To the fainting couch! Obama attacked the Supreme Court and threatened it with a backlash, should it strike down his tyrannical scheme to impose a government takeover of health care on the nation!
That’s what many conservative writers and even some centrist ones are arguing. They are saying that Obama’s words about the Court yesterday were “unsettling” and a “witch-hunt,” and they’re likening them to F.D.R.’s efforts to pack the Court in retaliation for decisions striking down New Deal initiatives.
Please. If what Obama said yesterday is an “attack,” it’s pretty timid stuff indeed.
Obama made several key points in his comments yesterday that critics are citing. First, he said he was “confident” that the Court will uphold the law, that it’s in accordance with legal precedent, and that it’s Constitutional. He noted that legal experts of all stripes, including conservatives, agree. That’s not an attack on the court.
Second, Obama said the Justices “should understand” that getting rid of the individual mandate will make it impossible to ensure that those with preexisting conditions get health care. That’s pointed language, but it’s not an attack on the court, either.
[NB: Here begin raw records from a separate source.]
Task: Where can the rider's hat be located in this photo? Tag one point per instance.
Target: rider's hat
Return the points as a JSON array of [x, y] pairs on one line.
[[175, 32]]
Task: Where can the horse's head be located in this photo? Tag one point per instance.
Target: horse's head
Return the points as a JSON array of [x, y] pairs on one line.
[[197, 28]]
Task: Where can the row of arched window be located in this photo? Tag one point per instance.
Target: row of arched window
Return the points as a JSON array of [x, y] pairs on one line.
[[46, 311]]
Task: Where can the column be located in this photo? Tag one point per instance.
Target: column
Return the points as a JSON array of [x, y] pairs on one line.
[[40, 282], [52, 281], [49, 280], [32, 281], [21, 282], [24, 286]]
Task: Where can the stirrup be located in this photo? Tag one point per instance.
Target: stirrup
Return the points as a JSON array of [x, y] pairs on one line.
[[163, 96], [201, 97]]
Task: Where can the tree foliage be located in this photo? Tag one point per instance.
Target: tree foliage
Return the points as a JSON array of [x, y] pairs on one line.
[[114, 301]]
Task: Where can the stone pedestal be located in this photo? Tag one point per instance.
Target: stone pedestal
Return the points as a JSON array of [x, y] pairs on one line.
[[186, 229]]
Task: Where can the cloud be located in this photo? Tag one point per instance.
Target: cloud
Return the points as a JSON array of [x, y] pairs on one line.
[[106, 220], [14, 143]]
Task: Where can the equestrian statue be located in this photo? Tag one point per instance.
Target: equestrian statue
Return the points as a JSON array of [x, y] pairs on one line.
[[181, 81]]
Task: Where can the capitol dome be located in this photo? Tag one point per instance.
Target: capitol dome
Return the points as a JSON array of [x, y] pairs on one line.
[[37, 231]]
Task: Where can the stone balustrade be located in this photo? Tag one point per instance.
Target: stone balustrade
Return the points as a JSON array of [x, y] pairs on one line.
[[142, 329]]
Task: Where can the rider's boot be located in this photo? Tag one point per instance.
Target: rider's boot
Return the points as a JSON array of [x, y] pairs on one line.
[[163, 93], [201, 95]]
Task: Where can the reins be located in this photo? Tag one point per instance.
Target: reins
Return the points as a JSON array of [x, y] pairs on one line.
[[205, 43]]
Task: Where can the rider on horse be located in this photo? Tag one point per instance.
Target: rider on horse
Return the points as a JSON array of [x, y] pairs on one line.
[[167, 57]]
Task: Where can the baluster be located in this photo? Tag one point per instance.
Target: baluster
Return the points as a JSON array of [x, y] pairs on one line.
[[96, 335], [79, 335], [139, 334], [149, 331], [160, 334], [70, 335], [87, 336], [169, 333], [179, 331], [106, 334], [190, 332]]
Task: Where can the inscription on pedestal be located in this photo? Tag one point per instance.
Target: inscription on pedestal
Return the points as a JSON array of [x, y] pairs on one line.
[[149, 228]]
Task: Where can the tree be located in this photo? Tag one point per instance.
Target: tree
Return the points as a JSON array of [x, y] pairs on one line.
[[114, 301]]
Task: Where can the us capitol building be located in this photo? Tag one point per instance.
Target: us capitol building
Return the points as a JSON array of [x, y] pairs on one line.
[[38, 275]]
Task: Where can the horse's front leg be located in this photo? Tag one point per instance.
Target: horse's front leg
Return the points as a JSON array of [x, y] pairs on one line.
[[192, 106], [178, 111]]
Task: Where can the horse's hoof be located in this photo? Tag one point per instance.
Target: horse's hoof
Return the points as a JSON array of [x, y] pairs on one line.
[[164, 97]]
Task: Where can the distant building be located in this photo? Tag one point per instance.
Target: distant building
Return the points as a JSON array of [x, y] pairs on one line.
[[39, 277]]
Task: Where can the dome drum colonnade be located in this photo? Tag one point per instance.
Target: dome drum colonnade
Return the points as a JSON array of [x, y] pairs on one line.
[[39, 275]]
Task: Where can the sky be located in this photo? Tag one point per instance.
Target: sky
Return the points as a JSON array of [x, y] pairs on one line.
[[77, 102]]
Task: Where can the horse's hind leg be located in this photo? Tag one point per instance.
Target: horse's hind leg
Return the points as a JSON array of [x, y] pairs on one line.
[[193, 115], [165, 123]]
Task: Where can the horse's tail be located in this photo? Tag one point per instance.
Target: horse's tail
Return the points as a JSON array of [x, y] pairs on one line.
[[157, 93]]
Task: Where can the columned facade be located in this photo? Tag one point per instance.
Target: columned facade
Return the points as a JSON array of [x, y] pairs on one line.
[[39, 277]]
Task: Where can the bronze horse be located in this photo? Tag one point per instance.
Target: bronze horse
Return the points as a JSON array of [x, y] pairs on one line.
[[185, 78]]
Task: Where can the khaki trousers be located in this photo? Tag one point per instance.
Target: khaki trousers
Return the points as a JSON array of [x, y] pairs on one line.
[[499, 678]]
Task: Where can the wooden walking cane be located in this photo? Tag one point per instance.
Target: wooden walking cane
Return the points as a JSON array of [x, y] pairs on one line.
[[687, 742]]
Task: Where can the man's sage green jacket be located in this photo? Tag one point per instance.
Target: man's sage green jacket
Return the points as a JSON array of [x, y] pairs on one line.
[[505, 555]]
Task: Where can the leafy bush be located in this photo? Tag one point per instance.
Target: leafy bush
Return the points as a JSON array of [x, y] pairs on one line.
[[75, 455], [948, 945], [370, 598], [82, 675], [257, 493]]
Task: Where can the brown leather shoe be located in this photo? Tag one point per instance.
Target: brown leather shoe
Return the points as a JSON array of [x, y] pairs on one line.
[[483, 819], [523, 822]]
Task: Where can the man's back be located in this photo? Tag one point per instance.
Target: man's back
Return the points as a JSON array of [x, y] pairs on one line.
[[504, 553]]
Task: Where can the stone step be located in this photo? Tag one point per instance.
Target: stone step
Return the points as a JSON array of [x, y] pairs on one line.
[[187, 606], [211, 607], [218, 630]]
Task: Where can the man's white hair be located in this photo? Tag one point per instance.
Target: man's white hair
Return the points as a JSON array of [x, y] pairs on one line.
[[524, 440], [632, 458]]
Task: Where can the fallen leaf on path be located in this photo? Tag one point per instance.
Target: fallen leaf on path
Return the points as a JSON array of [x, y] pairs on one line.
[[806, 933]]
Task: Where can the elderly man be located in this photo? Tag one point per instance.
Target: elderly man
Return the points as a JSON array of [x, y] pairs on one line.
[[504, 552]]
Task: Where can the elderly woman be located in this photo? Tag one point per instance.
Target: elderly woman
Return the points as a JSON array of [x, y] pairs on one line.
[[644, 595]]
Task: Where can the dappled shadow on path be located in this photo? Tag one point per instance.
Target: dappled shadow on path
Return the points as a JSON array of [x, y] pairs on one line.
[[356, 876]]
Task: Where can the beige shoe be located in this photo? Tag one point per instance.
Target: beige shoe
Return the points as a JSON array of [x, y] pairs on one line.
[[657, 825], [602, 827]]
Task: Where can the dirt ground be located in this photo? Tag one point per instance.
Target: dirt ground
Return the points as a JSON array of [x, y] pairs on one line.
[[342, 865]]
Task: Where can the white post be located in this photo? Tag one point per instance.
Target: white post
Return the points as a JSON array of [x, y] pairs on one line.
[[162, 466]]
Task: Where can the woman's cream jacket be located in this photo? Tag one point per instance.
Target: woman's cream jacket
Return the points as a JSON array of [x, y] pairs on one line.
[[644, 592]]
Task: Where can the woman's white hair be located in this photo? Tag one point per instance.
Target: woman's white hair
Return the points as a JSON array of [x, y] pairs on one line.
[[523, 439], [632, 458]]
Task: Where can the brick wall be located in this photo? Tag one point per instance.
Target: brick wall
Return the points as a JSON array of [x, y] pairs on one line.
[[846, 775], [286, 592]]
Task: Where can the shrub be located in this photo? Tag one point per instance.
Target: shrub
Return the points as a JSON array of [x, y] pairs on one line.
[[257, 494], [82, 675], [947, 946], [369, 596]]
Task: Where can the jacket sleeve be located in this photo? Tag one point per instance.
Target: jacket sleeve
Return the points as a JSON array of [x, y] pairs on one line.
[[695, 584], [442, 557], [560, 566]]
Agree or disagree, that’s an argument in defense of the law, on the grounds that it helps people, and on the grounds that getting rid of the mandate will have consequences.
The third point Obama made that critics are singling out is this:
I’m confident that the Supreme Court will not take what would be an unprecedented, extraordinary step of overturning a law that was passed by a strong majority of a democratically elected Congress. And I’d just remind conservative commentators that for years what we’ve heard is, the biggest problem on the bench was judicial activism or a lack of judicial restraint — that an unelected group of people would somehow overturn a duly constituted and passed law. Well, this is a good example. And I’m pretty confident that this Court will recognize that and not take that step.
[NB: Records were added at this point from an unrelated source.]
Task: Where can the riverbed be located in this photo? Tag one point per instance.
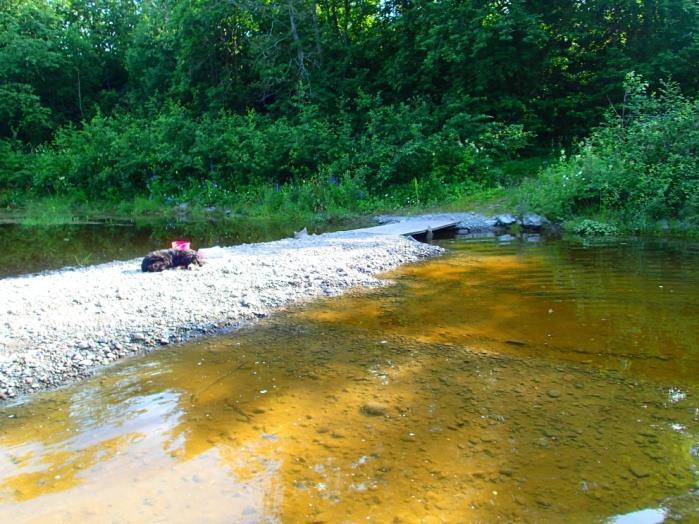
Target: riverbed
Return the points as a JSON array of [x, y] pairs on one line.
[[514, 379]]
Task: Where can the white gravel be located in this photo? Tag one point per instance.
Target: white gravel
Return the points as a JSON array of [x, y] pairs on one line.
[[61, 326]]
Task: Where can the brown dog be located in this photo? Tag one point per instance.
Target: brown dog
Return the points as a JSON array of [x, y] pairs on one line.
[[170, 259]]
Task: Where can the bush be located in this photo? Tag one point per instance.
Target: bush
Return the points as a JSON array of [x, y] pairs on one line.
[[640, 165]]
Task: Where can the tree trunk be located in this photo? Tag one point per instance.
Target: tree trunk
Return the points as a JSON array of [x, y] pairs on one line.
[[300, 57]]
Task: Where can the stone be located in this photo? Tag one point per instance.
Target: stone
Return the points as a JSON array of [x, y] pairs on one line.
[[374, 409], [505, 220], [534, 221]]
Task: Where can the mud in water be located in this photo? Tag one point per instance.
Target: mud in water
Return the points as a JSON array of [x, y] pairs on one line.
[[505, 382]]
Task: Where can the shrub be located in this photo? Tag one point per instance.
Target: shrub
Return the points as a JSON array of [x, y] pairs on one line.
[[641, 164]]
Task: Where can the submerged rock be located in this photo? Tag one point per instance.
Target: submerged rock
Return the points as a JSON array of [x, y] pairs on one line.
[[374, 409]]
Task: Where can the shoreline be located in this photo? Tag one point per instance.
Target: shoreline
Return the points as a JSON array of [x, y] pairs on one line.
[[61, 326]]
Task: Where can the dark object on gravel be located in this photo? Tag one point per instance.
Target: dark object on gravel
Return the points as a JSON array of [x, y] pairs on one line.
[[170, 259]]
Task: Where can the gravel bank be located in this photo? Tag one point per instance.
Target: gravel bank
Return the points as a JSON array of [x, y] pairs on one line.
[[61, 326]]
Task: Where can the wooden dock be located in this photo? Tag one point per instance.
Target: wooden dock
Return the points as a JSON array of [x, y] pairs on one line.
[[410, 227]]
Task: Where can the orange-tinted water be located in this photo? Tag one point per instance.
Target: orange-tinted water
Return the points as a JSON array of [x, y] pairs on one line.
[[511, 382]]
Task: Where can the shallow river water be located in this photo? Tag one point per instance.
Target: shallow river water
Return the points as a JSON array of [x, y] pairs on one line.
[[516, 381]]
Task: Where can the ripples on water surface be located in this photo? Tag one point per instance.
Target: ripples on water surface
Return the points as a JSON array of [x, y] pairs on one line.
[[503, 382]]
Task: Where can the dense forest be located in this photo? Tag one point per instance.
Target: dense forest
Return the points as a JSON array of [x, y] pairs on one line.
[[348, 103]]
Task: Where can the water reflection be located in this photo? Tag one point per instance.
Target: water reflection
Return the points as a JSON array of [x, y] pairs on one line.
[[398, 404], [28, 249]]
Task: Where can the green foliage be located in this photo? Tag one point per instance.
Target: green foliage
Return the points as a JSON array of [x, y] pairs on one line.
[[403, 102], [640, 165]]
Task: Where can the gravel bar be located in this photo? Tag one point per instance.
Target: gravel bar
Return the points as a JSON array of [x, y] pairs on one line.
[[60, 326]]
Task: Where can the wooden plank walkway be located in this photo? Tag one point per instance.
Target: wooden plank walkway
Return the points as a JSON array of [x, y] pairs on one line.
[[410, 227]]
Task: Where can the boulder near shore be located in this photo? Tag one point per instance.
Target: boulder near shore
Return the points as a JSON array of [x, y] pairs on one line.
[[60, 326]]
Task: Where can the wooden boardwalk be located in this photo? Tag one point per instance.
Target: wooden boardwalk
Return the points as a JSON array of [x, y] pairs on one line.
[[410, 227]]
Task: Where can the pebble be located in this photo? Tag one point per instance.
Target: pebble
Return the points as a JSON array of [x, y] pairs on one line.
[[374, 409], [68, 340]]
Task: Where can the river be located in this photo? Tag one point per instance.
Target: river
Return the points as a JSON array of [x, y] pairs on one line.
[[515, 379]]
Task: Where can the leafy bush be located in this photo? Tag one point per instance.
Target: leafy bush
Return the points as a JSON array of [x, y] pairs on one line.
[[589, 227], [404, 149], [640, 165]]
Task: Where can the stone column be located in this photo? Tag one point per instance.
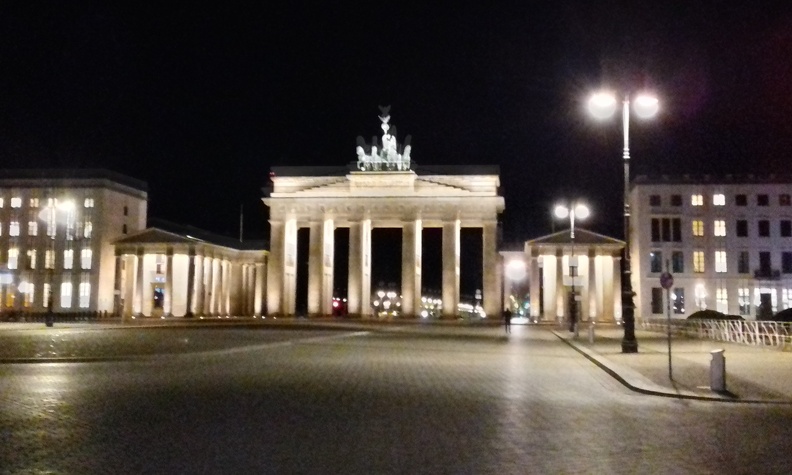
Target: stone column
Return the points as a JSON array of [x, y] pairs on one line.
[[117, 284], [139, 284], [288, 297], [315, 252], [411, 268], [190, 282], [535, 284], [355, 276], [225, 289], [168, 301], [560, 290], [592, 309], [492, 271], [258, 291], [550, 287], [617, 297], [276, 269], [451, 268]]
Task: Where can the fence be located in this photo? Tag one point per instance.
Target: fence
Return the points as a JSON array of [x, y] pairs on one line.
[[17, 316], [755, 333]]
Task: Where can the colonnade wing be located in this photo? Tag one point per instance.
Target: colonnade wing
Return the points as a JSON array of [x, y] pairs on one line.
[[363, 201]]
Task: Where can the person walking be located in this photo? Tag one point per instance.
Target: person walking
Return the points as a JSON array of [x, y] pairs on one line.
[[507, 320]]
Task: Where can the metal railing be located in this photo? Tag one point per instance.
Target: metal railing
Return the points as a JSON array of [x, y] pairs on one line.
[[754, 333]]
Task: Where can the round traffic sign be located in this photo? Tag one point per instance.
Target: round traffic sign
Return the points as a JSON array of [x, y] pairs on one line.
[[666, 280]]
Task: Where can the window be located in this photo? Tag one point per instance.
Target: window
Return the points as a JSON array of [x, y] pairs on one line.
[[68, 258], [85, 291], [720, 261], [744, 300], [28, 291], [719, 227], [742, 228], [764, 228], [677, 262], [85, 258], [786, 298], [698, 227], [66, 295], [786, 262], [657, 300], [13, 258], [656, 261], [47, 296], [49, 259], [679, 300], [698, 261], [721, 300], [786, 228], [701, 297], [744, 263], [31, 259]]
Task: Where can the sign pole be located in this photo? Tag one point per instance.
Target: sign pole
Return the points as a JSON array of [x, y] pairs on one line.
[[667, 281]]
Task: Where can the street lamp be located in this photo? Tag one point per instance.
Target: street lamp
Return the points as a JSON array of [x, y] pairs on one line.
[[602, 105], [579, 211]]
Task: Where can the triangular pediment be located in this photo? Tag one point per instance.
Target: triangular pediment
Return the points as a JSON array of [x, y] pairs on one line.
[[156, 236], [582, 236]]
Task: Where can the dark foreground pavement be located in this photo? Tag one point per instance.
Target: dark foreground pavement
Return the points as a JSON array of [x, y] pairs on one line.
[[395, 399]]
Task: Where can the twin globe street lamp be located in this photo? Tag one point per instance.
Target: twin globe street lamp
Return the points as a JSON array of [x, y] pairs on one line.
[[602, 105], [574, 211]]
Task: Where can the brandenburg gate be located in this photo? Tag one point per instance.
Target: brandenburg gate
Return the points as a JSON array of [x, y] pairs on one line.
[[383, 189]]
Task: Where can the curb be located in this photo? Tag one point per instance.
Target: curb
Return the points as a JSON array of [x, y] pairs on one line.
[[591, 356]]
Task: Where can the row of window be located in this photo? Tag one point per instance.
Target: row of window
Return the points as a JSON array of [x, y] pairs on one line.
[[27, 291], [669, 229], [719, 199], [16, 202], [677, 262], [86, 256], [721, 300]]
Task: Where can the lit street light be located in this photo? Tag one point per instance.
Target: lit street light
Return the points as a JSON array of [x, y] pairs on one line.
[[574, 211], [602, 105]]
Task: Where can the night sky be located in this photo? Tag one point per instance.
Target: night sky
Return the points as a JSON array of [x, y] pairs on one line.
[[201, 100]]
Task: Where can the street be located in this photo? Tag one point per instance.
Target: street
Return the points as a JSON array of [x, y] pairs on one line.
[[384, 400]]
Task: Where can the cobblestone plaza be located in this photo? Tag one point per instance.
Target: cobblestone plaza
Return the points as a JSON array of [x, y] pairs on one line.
[[382, 399]]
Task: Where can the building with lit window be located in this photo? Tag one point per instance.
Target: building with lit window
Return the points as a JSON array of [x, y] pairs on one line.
[[170, 270], [56, 233], [727, 241]]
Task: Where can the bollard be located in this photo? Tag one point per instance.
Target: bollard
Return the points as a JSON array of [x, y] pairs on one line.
[[718, 371]]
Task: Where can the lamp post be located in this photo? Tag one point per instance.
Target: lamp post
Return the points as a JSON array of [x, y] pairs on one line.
[[579, 211], [602, 105]]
Is Obama’s reference to “unelected” justices an “attack”? If so, it’s pretty tame stuff indeed. Obama is characterizing the conservative line that that judicial activism by unelected judges is a bad thing, and arguing that overturning Obamacare would be an example of what conservatives themselves decry. Obama is mainly making an argument about legal precedent here — he’s pointing out that historically, the court has deferred to Congress as a democratically-elected institution in deciding whether to overturn laws, and saying he hopes the Court does the same again.
I’m not defending Obama’s claim that overturning the law would be “unprecedented” — it wouldn’t — but as “attacks” go, this is pretty weak sauce. And it’s a bit surprising to hear so much whining about it, given the attacks on “activist” judges conservatives have waged for years.
If you really want to hear an “attack” on the court, go check out F.D.R.’s 1937 address, in which he accused the Court of wanting to banish the nation to a “No-Man’s Land of final futility.” Or check out his Fireside Chat about his court-packing scheme, in which he warned that it was time to “save the Constitution from the Court” and accused the courts of operating in “direct contradiction of the high purposes of the framers of the Constitution.”
As I noted yesterday, I don’t think Obama will ultimately wage a full-blown campaign against the court as part of his reelection strategy even if the law is struck down. Maybe he will in the end. But what Obama said yesterday was not any kind of sign of this. It was not particularly aggressive or even all that remarkable.
UPDATE: Jeff Shesol, whose book, “Supreme Power,” chronicles FDR’s battle with the Supreme Court over the New Deal, emails me: “By historical standards, it was more of a nudge than an attack.”